Have a proactive back-up plan that works!
Ensure your budget includes 25% more staffing to avoid staffing to the ceiling. When you need to flex due to higher volumes, vacation time, or sick-call and your staffed to the ceiling, well there is nowhere else to go. SO what do you do? Increase the rate of mortality another 7% by placing the patient on the unit, keep them in the emergency room where the same risk resides, or send them to another hospital trying to avoid EMTALA laws.
I worked where all the nurses took turns on a call-schedule where we were paid a fraction of our pay to be able to come into work due to call-ins or patient surges. It worked fairly well. It was a solution to when things happened, but was not the norm. Why? Because this organization overstaffed to begin with, which really meant we were perfectly staffed for the most part.
Staff must be able to take their vacations to refresh the batteries. Denying because staffing is always short will lead to, yup you guessed it more turn-over.
I do not want to make this a retention post at that is a whole different story. Of course hospitals that staff better have better retention!
When organizations begin to follow the above guidelines the cycle may slow down. It may not stop, but slowing down is a good thing. What do I mean?

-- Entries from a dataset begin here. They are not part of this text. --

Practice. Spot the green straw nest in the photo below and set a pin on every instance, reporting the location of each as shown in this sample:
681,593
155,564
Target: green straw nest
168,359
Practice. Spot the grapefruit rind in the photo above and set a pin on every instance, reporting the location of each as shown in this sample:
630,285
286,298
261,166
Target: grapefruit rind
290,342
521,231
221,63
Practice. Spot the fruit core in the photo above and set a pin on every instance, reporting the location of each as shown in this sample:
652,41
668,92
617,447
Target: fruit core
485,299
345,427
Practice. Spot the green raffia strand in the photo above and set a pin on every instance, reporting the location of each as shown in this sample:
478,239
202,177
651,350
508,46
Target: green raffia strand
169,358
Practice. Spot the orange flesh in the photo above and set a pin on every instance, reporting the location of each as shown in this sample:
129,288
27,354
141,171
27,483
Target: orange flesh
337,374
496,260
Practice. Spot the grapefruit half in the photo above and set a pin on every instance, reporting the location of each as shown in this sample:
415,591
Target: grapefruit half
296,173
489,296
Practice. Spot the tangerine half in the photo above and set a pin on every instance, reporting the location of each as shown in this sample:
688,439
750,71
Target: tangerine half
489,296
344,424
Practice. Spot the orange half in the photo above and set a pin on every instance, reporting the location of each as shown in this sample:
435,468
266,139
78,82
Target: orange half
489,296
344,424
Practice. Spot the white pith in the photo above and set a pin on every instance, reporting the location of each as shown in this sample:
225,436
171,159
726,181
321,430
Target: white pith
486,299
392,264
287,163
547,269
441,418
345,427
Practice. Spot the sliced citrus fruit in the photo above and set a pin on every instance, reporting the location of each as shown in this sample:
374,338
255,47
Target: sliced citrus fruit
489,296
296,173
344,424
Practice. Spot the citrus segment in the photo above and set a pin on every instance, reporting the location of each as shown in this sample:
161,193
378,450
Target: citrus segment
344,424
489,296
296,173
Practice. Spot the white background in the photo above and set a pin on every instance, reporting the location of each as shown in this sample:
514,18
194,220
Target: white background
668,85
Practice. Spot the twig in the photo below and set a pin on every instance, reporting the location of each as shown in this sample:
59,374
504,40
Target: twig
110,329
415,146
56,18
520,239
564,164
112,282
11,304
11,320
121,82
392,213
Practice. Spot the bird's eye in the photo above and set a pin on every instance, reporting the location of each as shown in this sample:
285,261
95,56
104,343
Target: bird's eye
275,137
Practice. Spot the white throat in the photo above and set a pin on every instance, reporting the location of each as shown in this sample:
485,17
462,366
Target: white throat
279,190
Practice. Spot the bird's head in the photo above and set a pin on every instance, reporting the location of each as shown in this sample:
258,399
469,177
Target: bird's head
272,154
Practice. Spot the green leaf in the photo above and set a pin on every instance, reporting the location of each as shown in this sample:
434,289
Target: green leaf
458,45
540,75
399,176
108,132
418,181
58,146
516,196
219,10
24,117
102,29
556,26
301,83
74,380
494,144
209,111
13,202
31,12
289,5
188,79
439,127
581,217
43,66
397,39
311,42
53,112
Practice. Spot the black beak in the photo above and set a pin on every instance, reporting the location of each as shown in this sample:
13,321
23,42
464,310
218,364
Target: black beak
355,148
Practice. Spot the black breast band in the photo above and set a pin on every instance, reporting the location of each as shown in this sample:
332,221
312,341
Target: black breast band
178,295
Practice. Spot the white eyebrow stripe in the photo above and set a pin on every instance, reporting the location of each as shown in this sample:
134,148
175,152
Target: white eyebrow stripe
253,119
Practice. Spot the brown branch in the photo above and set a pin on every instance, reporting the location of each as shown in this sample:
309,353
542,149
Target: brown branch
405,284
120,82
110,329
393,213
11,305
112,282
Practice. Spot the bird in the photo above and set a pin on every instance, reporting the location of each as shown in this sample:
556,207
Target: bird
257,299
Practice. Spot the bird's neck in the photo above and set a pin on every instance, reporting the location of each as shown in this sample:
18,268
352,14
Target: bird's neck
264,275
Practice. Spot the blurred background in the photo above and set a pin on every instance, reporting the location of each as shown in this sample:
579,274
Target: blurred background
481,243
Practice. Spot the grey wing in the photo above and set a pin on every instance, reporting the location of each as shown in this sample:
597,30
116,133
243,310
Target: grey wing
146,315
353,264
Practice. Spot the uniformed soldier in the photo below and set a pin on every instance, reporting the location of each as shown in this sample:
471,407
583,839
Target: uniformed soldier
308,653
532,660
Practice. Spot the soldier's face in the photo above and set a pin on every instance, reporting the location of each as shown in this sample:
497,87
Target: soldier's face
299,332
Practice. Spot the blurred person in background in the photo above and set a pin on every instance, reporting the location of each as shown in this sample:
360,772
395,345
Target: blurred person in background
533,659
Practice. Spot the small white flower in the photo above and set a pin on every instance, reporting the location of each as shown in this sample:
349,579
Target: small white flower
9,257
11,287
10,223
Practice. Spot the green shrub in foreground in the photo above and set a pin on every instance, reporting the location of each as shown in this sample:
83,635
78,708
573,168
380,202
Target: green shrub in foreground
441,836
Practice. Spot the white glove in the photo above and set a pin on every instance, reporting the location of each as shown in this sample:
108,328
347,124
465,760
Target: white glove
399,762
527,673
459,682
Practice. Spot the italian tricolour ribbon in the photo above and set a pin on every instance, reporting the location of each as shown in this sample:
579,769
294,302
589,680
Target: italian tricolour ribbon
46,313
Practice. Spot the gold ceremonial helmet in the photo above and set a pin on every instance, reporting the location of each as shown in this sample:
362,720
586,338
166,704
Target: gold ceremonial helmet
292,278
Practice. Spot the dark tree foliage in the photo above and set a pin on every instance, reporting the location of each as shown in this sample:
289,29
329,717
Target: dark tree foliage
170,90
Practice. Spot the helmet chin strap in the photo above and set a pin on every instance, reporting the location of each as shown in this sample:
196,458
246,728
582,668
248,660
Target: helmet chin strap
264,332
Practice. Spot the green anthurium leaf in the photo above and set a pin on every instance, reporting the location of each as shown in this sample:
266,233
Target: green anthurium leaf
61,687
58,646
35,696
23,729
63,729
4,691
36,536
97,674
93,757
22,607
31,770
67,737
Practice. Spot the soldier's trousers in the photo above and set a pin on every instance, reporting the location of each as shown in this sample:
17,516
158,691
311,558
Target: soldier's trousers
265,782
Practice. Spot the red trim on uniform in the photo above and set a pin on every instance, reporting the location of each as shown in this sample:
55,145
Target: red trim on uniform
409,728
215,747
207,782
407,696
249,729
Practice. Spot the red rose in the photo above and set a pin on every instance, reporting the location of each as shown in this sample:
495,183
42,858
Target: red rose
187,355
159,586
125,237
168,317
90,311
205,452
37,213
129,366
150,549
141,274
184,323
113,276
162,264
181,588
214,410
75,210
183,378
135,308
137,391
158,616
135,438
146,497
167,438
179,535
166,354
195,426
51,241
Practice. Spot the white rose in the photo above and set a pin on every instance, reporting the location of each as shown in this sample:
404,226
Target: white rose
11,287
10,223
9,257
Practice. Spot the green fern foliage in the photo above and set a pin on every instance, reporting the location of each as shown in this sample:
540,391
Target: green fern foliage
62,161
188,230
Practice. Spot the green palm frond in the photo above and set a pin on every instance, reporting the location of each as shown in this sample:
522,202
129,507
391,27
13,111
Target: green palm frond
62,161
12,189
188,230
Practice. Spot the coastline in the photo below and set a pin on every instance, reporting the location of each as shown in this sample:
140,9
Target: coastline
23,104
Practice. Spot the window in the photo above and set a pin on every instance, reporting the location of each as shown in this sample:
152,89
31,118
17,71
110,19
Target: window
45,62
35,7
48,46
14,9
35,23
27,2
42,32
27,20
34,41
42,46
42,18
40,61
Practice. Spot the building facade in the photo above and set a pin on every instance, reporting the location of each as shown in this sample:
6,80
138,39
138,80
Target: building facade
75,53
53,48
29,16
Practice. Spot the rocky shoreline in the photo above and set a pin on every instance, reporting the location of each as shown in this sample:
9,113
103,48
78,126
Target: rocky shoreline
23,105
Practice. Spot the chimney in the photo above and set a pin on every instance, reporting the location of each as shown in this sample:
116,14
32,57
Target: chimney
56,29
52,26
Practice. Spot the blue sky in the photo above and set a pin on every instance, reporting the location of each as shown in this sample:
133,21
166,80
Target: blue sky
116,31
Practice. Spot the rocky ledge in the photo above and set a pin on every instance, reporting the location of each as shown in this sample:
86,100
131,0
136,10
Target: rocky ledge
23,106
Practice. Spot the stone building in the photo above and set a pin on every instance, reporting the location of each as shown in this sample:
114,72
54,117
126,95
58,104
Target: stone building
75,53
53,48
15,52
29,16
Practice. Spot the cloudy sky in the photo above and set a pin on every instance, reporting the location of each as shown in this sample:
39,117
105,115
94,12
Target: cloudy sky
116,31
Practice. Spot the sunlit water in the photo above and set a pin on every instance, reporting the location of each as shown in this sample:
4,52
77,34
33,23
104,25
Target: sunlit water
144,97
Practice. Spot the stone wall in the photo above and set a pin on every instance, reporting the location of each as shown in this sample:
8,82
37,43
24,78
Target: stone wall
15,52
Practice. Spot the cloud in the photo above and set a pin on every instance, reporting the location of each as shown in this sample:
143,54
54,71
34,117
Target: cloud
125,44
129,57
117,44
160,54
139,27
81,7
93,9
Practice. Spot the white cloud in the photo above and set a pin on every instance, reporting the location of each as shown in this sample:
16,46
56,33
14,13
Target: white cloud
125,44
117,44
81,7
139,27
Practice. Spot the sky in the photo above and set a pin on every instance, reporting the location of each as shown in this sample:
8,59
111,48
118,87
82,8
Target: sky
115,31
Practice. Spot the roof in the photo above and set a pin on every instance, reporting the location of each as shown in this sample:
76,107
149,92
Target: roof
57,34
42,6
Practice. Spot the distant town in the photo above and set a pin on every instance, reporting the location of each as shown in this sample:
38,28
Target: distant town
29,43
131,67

Hiring a nurse because a nurse resigns, to have another nurse leave because of the stress the vacancy creates. The new nurse is trained, just to make it how it was before the hire. This process repeats and repeats and repeats. Instead, hire 2 nurses when the one nurse leaves and start over hiring to account for patient acuity. Nurses are smart and we see how this can be fixed. Unfortunately nursing must receive the credit it deserves from the business model in order to excel.
Do the research and make a plan to visit your CNO and CFO today to advocate for resources.